Con i tempi che corrono e la tecnologia che avanza come possiamo essere davvero sicuri che chi ci legge o chi si interfaccia con noi sia davvero una persona reale e non un bot generato con l’intelligenza artificiale?

Il confine è molto più sottile di quanto si possa pensare. Già anni fa Twitter (ora X) proponeva lo stesso tipo di contenuto a centinaia di migliaia di utenti, i quali si prestavano a ripostarli con qualche modifica, inoltre l’algoritmo cercava di portare le persone a comportarsi come dei veri e propri bot. I contenuti che l’algoritmo proponeva ai suoi fruitori erano sempre gli stessi, quasi come se fosse un loop tendente all’infinito. Tre anni fa la Dead Internet Theory, esplicitata in un saggio di Kaitlyn Tiffany sull’Atlantic, suggerisce come ormai internet sia controllato dall’intelligenza artificiale. L’assunto da cui si parte è del 2021, ma ad oggi risulta sempre più attuale. Si parlava di una vera e propria morte di internet proprio perché l’aggressività dell’algoritmo incitava le persone a comportarsi come bot nel modificare e ricondividere un contenuto dato in partenza dallo stesso social. Oggi, nel 2024 la situazione appare ribaltata: i robot hanno imparato a postare come le persone. Il confine tra l’essere umano e la macchina si fa sempre più sottile, o anzi, quasi invisibile.

Dopo che Elon Musk ha rilevato l’ex Twitter, è cominciato anche uno schema di monetizzazione intorno all’app, a cominciare dalla possibilità per le migliaia di utenti sulla piattaforma di poter comprare la famigerata “spunta blu”, normalmente ottenuta da account con un numero elevatissimo di seguaci o vip. Da quel momento chiunque poteva ripostare contenuti e renderli virali, forti della spunta blu. Adesso il social paga gli utenti che hanno il verificato, alias spunta blu, per i post che arrivano a essere virali: insomma una battaglia a colpi di bot tra account.

ChatGpt dall’altra parte sta sostituendo alcune funzionalità di Google: rispetto a Chrome è in grado di fornire un risultato in un secondo.
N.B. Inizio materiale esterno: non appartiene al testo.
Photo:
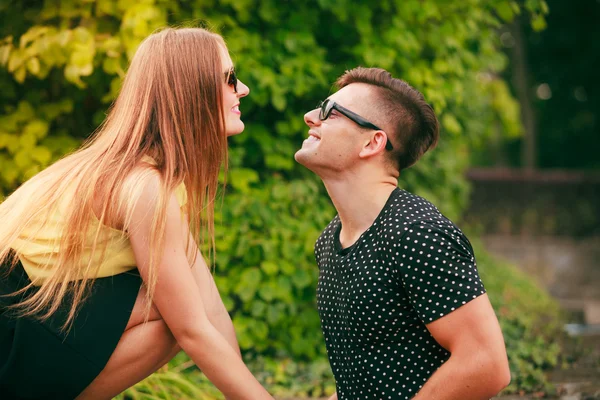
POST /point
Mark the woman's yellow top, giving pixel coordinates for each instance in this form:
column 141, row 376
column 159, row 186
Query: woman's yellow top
column 38, row 245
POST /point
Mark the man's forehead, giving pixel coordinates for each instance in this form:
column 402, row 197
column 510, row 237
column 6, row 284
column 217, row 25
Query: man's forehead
column 357, row 97
column 355, row 94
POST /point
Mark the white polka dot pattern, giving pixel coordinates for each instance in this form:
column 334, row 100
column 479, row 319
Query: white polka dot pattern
column 411, row 267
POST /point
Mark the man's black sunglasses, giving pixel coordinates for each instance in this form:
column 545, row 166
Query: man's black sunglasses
column 328, row 105
column 231, row 79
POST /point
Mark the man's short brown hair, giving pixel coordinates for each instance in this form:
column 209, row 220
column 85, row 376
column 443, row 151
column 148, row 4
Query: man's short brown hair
column 415, row 126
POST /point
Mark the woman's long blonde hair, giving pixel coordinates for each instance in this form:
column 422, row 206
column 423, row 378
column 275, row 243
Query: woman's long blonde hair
column 169, row 108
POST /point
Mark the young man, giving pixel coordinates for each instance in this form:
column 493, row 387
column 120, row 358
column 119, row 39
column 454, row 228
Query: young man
column 403, row 311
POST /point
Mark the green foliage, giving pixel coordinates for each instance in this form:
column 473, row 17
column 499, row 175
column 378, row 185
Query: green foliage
column 531, row 322
column 61, row 64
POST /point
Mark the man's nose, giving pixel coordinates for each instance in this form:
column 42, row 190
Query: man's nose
column 311, row 118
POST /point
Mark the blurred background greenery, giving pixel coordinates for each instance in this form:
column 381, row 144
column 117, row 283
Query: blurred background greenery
column 511, row 81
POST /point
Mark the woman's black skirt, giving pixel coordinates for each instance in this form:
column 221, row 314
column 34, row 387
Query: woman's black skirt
column 38, row 361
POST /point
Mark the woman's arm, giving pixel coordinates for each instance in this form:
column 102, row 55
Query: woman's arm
column 180, row 303
column 213, row 304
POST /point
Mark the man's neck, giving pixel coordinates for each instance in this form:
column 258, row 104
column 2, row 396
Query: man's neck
column 358, row 203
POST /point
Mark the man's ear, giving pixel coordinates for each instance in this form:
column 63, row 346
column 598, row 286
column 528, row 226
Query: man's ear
column 375, row 145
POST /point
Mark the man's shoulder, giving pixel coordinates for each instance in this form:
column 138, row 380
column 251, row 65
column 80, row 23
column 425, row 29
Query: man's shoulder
column 405, row 209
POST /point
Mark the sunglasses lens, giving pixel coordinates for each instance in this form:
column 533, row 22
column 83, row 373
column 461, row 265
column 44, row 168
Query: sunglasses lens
column 232, row 80
column 325, row 110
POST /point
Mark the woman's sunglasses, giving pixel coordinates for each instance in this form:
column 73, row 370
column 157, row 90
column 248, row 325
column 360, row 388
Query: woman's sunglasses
column 326, row 106
column 231, row 79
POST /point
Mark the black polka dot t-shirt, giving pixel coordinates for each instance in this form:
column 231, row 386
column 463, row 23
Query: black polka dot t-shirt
column 411, row 267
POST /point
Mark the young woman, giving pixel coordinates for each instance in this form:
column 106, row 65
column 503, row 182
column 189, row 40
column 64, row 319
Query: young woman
column 101, row 276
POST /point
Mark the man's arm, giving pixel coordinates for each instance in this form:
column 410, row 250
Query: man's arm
column 478, row 367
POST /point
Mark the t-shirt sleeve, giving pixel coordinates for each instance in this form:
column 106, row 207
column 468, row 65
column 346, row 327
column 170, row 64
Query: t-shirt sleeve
column 438, row 269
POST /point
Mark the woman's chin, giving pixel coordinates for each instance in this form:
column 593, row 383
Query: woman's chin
column 236, row 129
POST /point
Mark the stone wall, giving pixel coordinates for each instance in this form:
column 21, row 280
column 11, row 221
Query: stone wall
column 547, row 223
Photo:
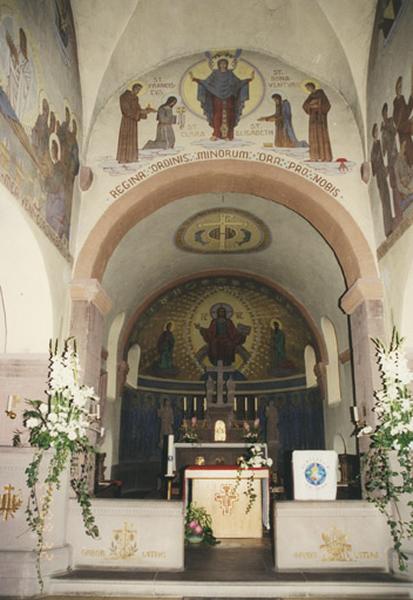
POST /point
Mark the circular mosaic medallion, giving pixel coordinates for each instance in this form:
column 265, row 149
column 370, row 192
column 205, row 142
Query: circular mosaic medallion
column 221, row 230
column 315, row 474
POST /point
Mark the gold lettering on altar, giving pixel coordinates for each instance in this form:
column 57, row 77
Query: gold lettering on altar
column 124, row 542
column 227, row 498
column 9, row 502
column 335, row 547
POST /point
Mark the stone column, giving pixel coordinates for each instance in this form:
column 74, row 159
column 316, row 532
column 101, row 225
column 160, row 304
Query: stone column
column 363, row 303
column 90, row 304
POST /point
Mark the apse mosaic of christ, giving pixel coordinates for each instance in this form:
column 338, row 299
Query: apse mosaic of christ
column 249, row 327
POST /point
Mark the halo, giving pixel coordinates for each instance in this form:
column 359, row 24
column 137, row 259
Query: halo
column 54, row 137
column 42, row 95
column 131, row 83
column 213, row 311
column 304, row 83
column 280, row 325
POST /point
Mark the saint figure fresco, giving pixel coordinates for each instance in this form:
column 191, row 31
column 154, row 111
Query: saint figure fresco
column 20, row 73
column 222, row 96
column 132, row 113
column 165, row 136
column 282, row 119
column 379, row 171
column 401, row 117
column 317, row 106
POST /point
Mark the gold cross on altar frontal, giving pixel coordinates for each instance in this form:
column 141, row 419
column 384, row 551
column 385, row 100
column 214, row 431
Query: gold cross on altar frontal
column 9, row 502
column 227, row 498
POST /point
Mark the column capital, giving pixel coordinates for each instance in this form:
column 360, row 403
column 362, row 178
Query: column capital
column 361, row 291
column 90, row 290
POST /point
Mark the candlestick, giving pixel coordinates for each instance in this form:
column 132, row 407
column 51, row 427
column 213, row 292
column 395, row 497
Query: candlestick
column 170, row 456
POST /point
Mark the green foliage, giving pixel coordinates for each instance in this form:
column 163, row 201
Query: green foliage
column 385, row 486
column 58, row 431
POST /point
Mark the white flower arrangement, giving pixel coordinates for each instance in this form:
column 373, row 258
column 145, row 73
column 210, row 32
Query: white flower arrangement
column 393, row 432
column 254, row 460
column 60, row 426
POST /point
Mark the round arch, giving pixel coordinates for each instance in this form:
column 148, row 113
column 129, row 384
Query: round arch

Le persone e di conseguenza anche le pagine web sono in competizione tra di loro per accaparrarsi le prime posizioni nei risultati di ricerca. Ovviamente questo richiede un gran dispendio economico. Tale investimento, inoltre, sottrae risorse al contenuto all’interno. Per risolvere questo problema si affida la scrittura ai Chatbot. Le prime posizioni però assumono un valore se a visitare quei siti sono degli esseri umani e non dei bot. Dall’altra parte però su Internet, i bot costituiscono almeno il 50% del traffico in rete. Questi si dividono in “cattivi” e buoni”: i primi tentano di frodare o hackerare gli utenti, mentre i secondi “lottano” per non finire nella prima schiera.

Naturalmente anche le immagini generate con l’intelligenza artificiale possono trarre in inganno. Tra tutte queste incognite, però si salvano i così detti “social privati” come WhatsApp e i server Discord.